See [installation guide](docs/installation.md) for:
- Quick setup with uv/pip
- Optional performance optimization (Rust/fd)
- Verification and troubleshooting

## Documentation

- **[Installation Guide](docs/installation.md)** - Setup and optimization
- **[Backend Architecture](docs/backends.md)** - How the multi-backend system works
- **[Advanced Usage](docs/advanced-usage.md)** - DataFrame analysis, pattern matching, backend control
- **[Performance Benchmarks](docs/benchmarks.md)** - Detailed performance analysis and methodology

## Project Structure

```
src/filoma/
├── core/          # Backend integrations (fd, Rust)
├── directories/   # Directory analysis with 3 backends
├── files/         # File profiling and metadata
└── images/        # Image analysis (.tif, .png, .npy, .zarr)
```

## License

Shield: [![CC BY 4.0][cc-by-shield]][cc-by]

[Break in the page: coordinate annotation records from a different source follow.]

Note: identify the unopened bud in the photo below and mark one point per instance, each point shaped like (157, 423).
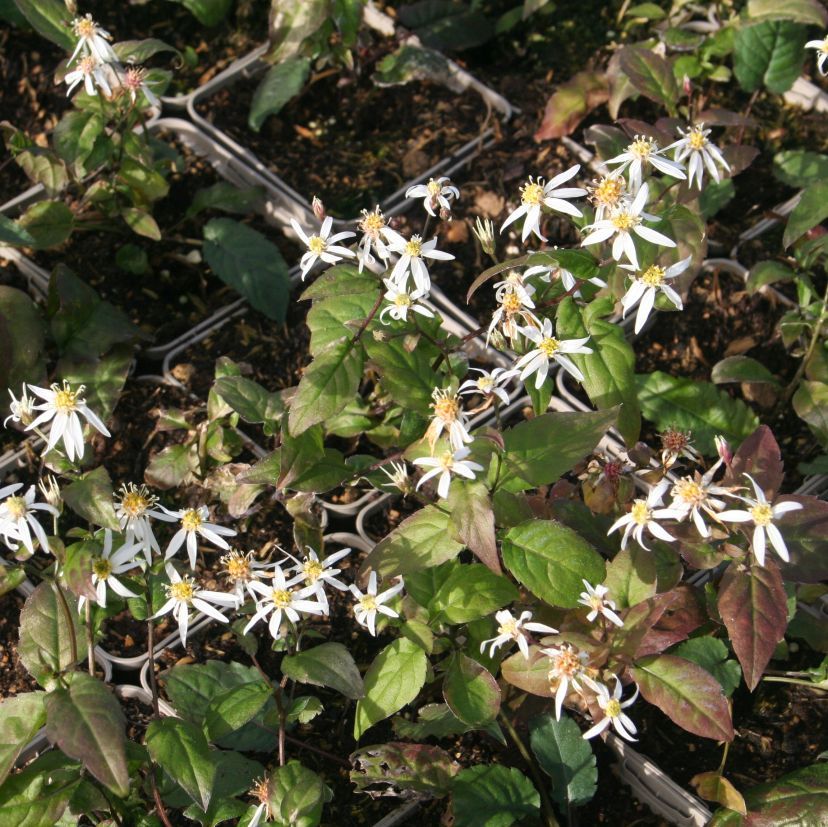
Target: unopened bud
(318, 208)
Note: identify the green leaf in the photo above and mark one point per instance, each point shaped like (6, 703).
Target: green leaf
(798, 167)
(393, 680)
(470, 592)
(87, 723)
(694, 406)
(327, 386)
(232, 709)
(246, 261)
(21, 716)
(686, 693)
(769, 53)
(741, 369)
(565, 757)
(297, 795)
(281, 83)
(420, 541)
(609, 371)
(46, 633)
(753, 609)
(181, 750)
(90, 497)
(492, 795)
(540, 450)
(712, 655)
(49, 19)
(810, 211)
(471, 691)
(551, 560)
(651, 75)
(330, 665)
(49, 223)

This work is licensed under a
[Creative Commons Attribution 4.0 International License][cc-by].

[![CC BY 4.0][cc-by-image]][cc-by]

[cc-by]: http://creativecommons.org/licenses/by/4.0/
[cc-by-image]: https://i.creativecommons.org/l/by/4.0/88x31.png
[cc-by-shield]: https://img.shields.io/badge/License-CC%20BY%204.0-lightgrey.svg

## Contributing

Contributions welcome! Please check the [issues](https://github.com/filoma/filoma/issues) for planned features and bug reports.

---

**filoma** - Fast, multi-backend file and directory analysis for Python.